The U.S. Cybersecurity and Infrastructure Safety Company (CISA) on Thursday added two security flaws impacting Hikvision and Rockwell Automation merchandise to its Identified Exploited Vulnerabilities (KEV) catalog, citing proof of lively exploitation.
The critical-severity vulnerabilities are listed under –
- CVE-2017-7921 (CVSS rating: 9.8) – An improper authentication vulnerability affecting a number of Hikvision merchandise that would enable a malicious person to escalate privileges on the system and achieve entry to delicate info.
- CVE-2021-22681 (CVSS rating: 9.8) – An insufficiently protected credentials vulnerability affecting a number of Rockwell Automation Studio 5000 Logix Designer, RSLogix 5000, and Logix Controllers that would enable an unauthorized person with community entry to the controller to bypass the verification mechanism and authenticate with it, in addition to alter its configuration and/or software code.
The addition of CVE-2017-7921 to the KEV catalog comes greater than 4 months after the SANS Web Storm Heart disclosed that it had detected exploit makes an attempt towards Hikvision cameras vulnerable to the flaw. Nonetheless, there seems to be no public report describing assaults involving CVE-2021-22681.

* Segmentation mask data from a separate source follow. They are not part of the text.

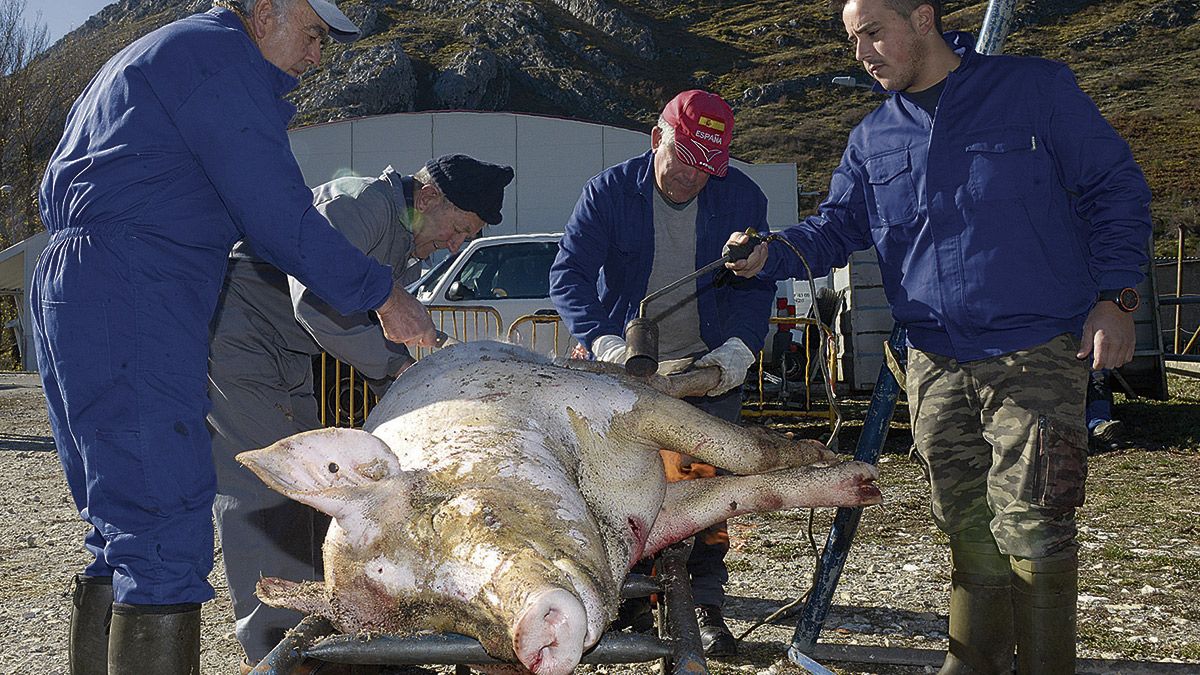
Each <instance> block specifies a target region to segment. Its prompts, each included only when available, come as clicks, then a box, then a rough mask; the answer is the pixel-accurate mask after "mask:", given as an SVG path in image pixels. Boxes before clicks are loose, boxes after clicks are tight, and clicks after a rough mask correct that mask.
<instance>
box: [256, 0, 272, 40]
mask: <svg viewBox="0 0 1200 675" xmlns="http://www.w3.org/2000/svg"><path fill="white" fill-rule="evenodd" d="M275 23H276V17H275V0H258V2H254V8H253V10H251V11H250V26H251V29H252V30H253V31H254V38H256V40H260V38H262V37H263V36H265V35H266V34H269V32H270V31H271V30H272V29H274V26H275Z"/></svg>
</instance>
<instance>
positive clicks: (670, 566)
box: [251, 539, 708, 675]
mask: <svg viewBox="0 0 1200 675" xmlns="http://www.w3.org/2000/svg"><path fill="white" fill-rule="evenodd" d="M689 554H691V540H690V539H689V540H686V542H680V543H679V544H676V545H673V546H668V548H667V549H665V550H664V551H662V552H661V554H660V555H659V558H658V565H659V569H660V573H659V577H656V578H653V579H652V578H649V577H644V575H641V574H631V575H630V577H629V578H628V579H626V580H625V583H624V585H623V586H622V591H620V595H622V597H623V598H629V597H646V596H649V595H652V593H661V597H662V602H660V603H659V633H660V635H661V637H654V635H642V634H637V633H622V632H608V633H605V635H604V637H602V638H600V641H599V643H598V644H596V646H595V647H593V649H592V650H590V651H588V652H587V653H584V655H583V658H582V661H581V663H643V662H652V661H659V662H660V663H661V664H662V665H661V670H660V671H661V673H670V674H672V675H683V674H688V675H708V665H707V664H706V662H704V655H703V650H702V647H701V645H700V626H698V623H697V622H696V611H695V603H694V601H692V596H691V581H690V578H689V575H688V556H689ZM335 633H336V631H335V629H334V627H332V626H331V625H330V623H329V621H328V620H325V619H323V617H319V616H307V617H305V619H304V620H302V621H301V622H300V623H299V625H298V626H296V627H295V628H294V629H293V631H289V632H288V634H287V635H284V638H283V640H281V641H280V644H278V645H276V647H275V649H274V650H271V653H269V655H266V657H265V658H263V661H260V662H259V663H258V665H257V667H254V669H253V670H252V671H251V673H252V674H254V675H265V674H270V675H284V674H288V673H293V671H294V670H295V669H296V667H299V665H300V663H301V662H302V661H304V659H306V658H317V659H320V661H328V662H331V663H344V664H356V665H366V664H371V665H455V667H456V668H455V673H456V674H458V675H468V674H469V673H470V665H472V664H493V663H503V662H500V661H497V659H494V658H492V657H491V656H488V655H487V652H486V651H484V646H482V645H480V644H479V640H475V639H474V638H468V637H466V635H458V634H456V633H430V634H421V635H415V637H408V638H402V637H398V635H372V637H361V638H360V637H358V635H344V634H335Z"/></svg>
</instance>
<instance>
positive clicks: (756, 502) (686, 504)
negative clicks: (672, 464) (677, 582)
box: [646, 461, 883, 555]
mask: <svg viewBox="0 0 1200 675" xmlns="http://www.w3.org/2000/svg"><path fill="white" fill-rule="evenodd" d="M876 476H878V472H877V471H876V468H875V467H874V466H870V465H868V464H863V462H859V461H847V462H842V464H838V465H834V466H826V467H811V466H805V467H798V468H787V470H782V471H773V472H770V473H761V474H757V476H718V477H715V478H700V479H697V480H684V482H682V483H671V484H668V485H667V494H666V498H665V500H664V501H662V510H661V512H660V513H659V516H658V519H655V520H654V526H653V527H652V528H650V536H649V539H648V540H647V542H646V555H654V554H656V552H658V551H660V550H662V549H664V548H666V546H668V545H671V544H673V543H676V542H680V540H683V539H686V538H688V537H691V536H692V534H695V533H696V532H700V531H701V530H703V528H704V527H708V526H709V525H712V524H714V522H720V521H722V520H727V519H730V518H733V516H734V515H742V514H744V513H758V512H766V510H781V509H787V508H810V507H824V506H834V507H860V506H868V504H877V503H880V502H881V501H883V497H882V495H881V494H880V489H878V488H876V486H875V478H876Z"/></svg>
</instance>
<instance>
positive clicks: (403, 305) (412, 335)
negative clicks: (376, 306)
mask: <svg viewBox="0 0 1200 675" xmlns="http://www.w3.org/2000/svg"><path fill="white" fill-rule="evenodd" d="M376 313H377V315H378V316H379V324H380V325H382V327H383V336H384V337H386V339H388V340H390V341H392V342H401V344H404V345H410V346H412V345H420V346H422V347H432V346H433V345H434V344H436V342H437V337H436V336H434V333H433V321H432V319H431V318H430V312H428V311H427V310H426V309H425V305H422V304H420V303H418V301H416V298H414V297H412V295H409V294H408V291H404V287H403V286H402V285H401V283H400V282H396V283H395V285H394V286H392V287H391V295H388V299H386V300H385V301H384V304H383V305H379V309H377V310H376Z"/></svg>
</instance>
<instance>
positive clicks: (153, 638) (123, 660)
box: [108, 603, 200, 675]
mask: <svg viewBox="0 0 1200 675" xmlns="http://www.w3.org/2000/svg"><path fill="white" fill-rule="evenodd" d="M146 673H155V674H156V675H200V605H198V604H174V605H150V604H121V603H115V604H113V629H112V632H110V633H109V637H108V674H109V675H145V674H146Z"/></svg>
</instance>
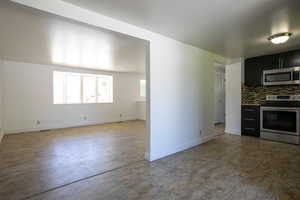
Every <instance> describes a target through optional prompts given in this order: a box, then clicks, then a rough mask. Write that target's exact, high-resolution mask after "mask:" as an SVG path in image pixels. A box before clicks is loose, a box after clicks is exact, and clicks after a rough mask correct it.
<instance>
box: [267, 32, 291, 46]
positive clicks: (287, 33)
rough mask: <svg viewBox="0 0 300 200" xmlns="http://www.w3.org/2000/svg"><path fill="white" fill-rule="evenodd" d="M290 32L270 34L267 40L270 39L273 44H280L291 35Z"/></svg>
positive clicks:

In mild of lively exploitation, Federal Civilian Govt Department (FCEB) businesses are advisable to replace to the most recent supported software program variations by March 26, 2026, as a part of Binding Operational Directive (BOD) 22-01.
“These kinds of vulnerabilities are frequent assault vectors for malicious cyber actors and pose important dangers to the federal enterprise,” CISA mentioned.
“Though BOD 22-01 solely applies to FCEB businesses, CISA strongly urges all organizations to scale back their publicity to cyberattacks by prioritizing well timed remediation of KEV Catalog vulnerabilities as a part of their vulnerability administration apply.”